Outside the scope of asana practice, there are some specific stretches which can be very useful to open up the hips, permitting the full expression of samakonasana and, generally speaking, enhancing your yoga practice. If performed regularly, they will develop flexibility in the adductors, hamstrings, quadriceps, hip flexors and lower back muscles, and strengthen them at the same time.
Proceed slowly, pay attention to alignment, and be patient. Do not go beyond your limits, let your body gradually get used to these new stretches.
1 – a: Spread your legs four to five feet apart and turn your left foot slightly out. Bend the left knee and slowly move into a squatting position, keeping the right leg straight with the toes pointed to the sky.With your left upper arm and shoulder, gently push the left inner thigh and knee out. Make sure that your bent knee always faces the same direction as your toes. Going into a squatting position might be too much at the beginning, so stay higher if you need to, until the body is ready to go deeper into the stretch. Stay 30 to 45 seconds, and slowly come up. Repeat on the other side.
1 – b: Same as 1 – a, except the intensity is increased due to the position of the straight leg. The foot of the straight leg is placed higher (on the blocks), so the squatting position is deeper and gives you a more intense stretch.
2 – a: Stand near a table or window and place the right foot on the edge, at hip level, with toes pointed to the sky. Make sure that the left leg is in neutral position. Stay in the posture for approximately 30 seconds, allowing the groins to open up slowly. Then move on to 2 - b.
2 – b: As you exhale, fold forward, placing your hands on the floor and allowing the right thigh to roll in so that once bent over, your right inner foot faces the floor. Keep the legs active and make sure that your left knee is not locked. If your hamstrings are tight, stay higher, placing your hands on blocks or a chair. Stay in this position for 30 to 45 seconds, then come up on an inhalation.
2 – c: From 2 – a, turn the left foot slightly out, making sure that the kneecap and toes face the same direction. Slowly, bend the left knee, pushing the hips further back, and fold slightly forward. Place the left hand on your left thigh and the right hand on the edge of the table or window for stability. How deep you go will depend on the flexibility in your groins (adductors, lateral hip rotators and hamstrings). This is the most challenging variation, so proceed slowly and listen to your body. After 30 to 45 seconds, come up on an inhalation. Repeat 2 – a), b) and c) on the other side.
3: Spread your legs wide (5 to 7 feet apart), lean forward and place your hand on the floor.Turn the left toes and the right heel (picture a) to the sky so that the left thigh rolls out and the right thigh remains in neutral position.
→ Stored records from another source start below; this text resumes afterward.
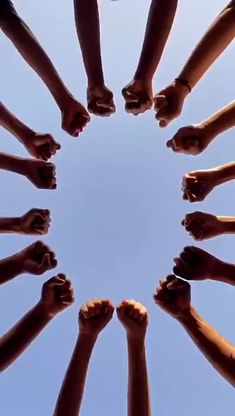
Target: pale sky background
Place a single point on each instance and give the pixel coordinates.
(116, 215)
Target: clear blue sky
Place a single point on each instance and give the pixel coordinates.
(116, 215)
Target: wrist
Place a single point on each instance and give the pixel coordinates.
(227, 224)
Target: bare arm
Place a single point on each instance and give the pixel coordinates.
(138, 389)
(25, 42)
(14, 342)
(57, 294)
(160, 20)
(88, 30)
(71, 393)
(93, 317)
(134, 317)
(219, 35)
(219, 352)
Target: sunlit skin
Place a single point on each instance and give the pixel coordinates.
(169, 102)
(39, 145)
(74, 116)
(194, 263)
(56, 296)
(202, 226)
(199, 184)
(173, 296)
(94, 316)
(138, 93)
(39, 173)
(36, 259)
(34, 222)
(193, 140)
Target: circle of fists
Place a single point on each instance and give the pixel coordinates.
(96, 314)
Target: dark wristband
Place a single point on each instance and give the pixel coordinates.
(184, 82)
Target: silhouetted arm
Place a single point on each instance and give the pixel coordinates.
(26, 43)
(219, 352)
(219, 35)
(71, 393)
(160, 20)
(88, 30)
(14, 342)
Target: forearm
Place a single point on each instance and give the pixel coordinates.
(13, 343)
(160, 20)
(71, 393)
(88, 30)
(10, 225)
(29, 48)
(224, 173)
(10, 267)
(11, 163)
(219, 352)
(14, 125)
(138, 389)
(217, 38)
(221, 121)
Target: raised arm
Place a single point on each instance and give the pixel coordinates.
(99, 97)
(34, 222)
(42, 174)
(202, 226)
(57, 295)
(174, 297)
(169, 102)
(134, 318)
(194, 139)
(138, 93)
(199, 184)
(74, 115)
(41, 146)
(35, 259)
(196, 264)
(93, 317)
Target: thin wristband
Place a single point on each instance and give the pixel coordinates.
(184, 82)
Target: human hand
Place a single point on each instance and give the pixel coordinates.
(196, 264)
(35, 222)
(57, 295)
(41, 174)
(36, 259)
(74, 117)
(138, 96)
(173, 296)
(169, 102)
(94, 316)
(134, 318)
(191, 140)
(202, 226)
(100, 101)
(42, 146)
(197, 185)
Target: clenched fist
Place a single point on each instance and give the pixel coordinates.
(35, 222)
(202, 226)
(196, 264)
(169, 102)
(36, 259)
(138, 96)
(191, 140)
(134, 318)
(42, 146)
(94, 316)
(100, 101)
(173, 296)
(197, 185)
(57, 295)
(41, 174)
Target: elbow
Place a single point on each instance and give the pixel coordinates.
(9, 21)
Twisting slightly to the left, shift more body weight through your arms and allow your hips to sink towards the floor, until you feel a deep stretch in the right quadriceps and hip flexors.This position also gives an intense stretch to the left inner thigh muscles. Remain in the pose for 30 to 45 seconds.
As you inhale, lift the hips higher up, placing the feet evenly on the floor, before proceeding with the other leg
Be careful if you have any issue with the lower back or sacroiliac joints.
4: Spread your legs wide (5 to 7 feet apart), lean forward and place your hands on the floor. Push your hips gently backwards as you slide your feet further apart, until you find your limit. Make sure that most of your body weight is distributed through your arms, so that you can pull you feet back closer together at anytime if you went too far. Respect your limits and be patient. Eventually your legs will be spread wide with your groins almost, or directly, on the floor. Once your groins reach the floor, you are ready to move towards the full expression of samakonasana.
5: As you inhale, sit on the floor and straighten yourself up, rotating your thighs out, pointing the toes toward the sky. Place your hands in prayer fashion in front of your heart. Press gently one hand into the other, keeping your chest, shoulders and upper back broad and energized. Pull your kneecaps up and charge your legs. Point the toes forwards a bit and spread them wide, nailing the heels into the floor. Keep the face and eyes relaxed, remaining in the pose for 5 to 10 deep, full, rhythmic and even breaths. Slowly come out by bringing the legs together, while still sitting.
Benefits:
• Strengthens the legs, lower back and groins.
• Increases blood flow to the lower belly and groin area.
• Develops flexibility in the hips, adductors (inner thigh muscles), hamstrings (back thigh muscles), sartorious (tailor muscle) and lateral hip rotators (muscles that rotate hips and thighs externally).
Counter-indications:
Lower back, knee and groin problems.

UBHAYA PADANGUSHTASANA :-


UBHAYA PADANGUSHTASANA :- Ubhaya means Both, Padangushtasana means Big toe. To start wity one rolls over backwards to the floor, and it takes some time and practice to learn to balance on the buttocks alone.Stay in the pose from 30 to 60 seconds with normal breathing. BENIFITS :- This aana tones the abdomial organs and keeps them free from sluggishness. It also tones the kidneys, rejuvenates the whole spine and improves the digestion.The spines of animals are horizontal and their hearts are below the spine.This keeps them healthy and gives them great power of endurance. In humans the spine is vertical and the heart is not lower than the spine,so that they soon feel the effects of exertion and are also susceptitble to the heart deseases.In due to the extra stretch given to the pelvic region more oxygenated blood is brought there and the gonad glands absorb the required nutrition from the blood.This increases vitality,helps to cure impotency and leads to sex control. Hence, this asana was called Brahmacharyasana.Brahmacharya means celibacy anda Brahmachari is one who has controlled the sex appetite and who is live every movement in divine.
EFFECTS :- The pose helps balance and poise.The legs stretch fully which makes the thighs and calves shapely.

Friday, August 15, 2008

KROUNCHASNA :-


KROUNCHASNA :-
Translation: In Sanskrit, Krouncha means Heron. It also means mountain. Asana means pose.
Krounchasana can be viewed as an intensified variation of the Triang Mukhaikapada Paschimottanasana pose.
Triang Mukhaikapada Paschimottanasana is a seated forward bending pose with one leg bent back with the foot next to the hip joint and the other stretched straight in front on the ground. In this pose, you extend the torso forward over the extended leg.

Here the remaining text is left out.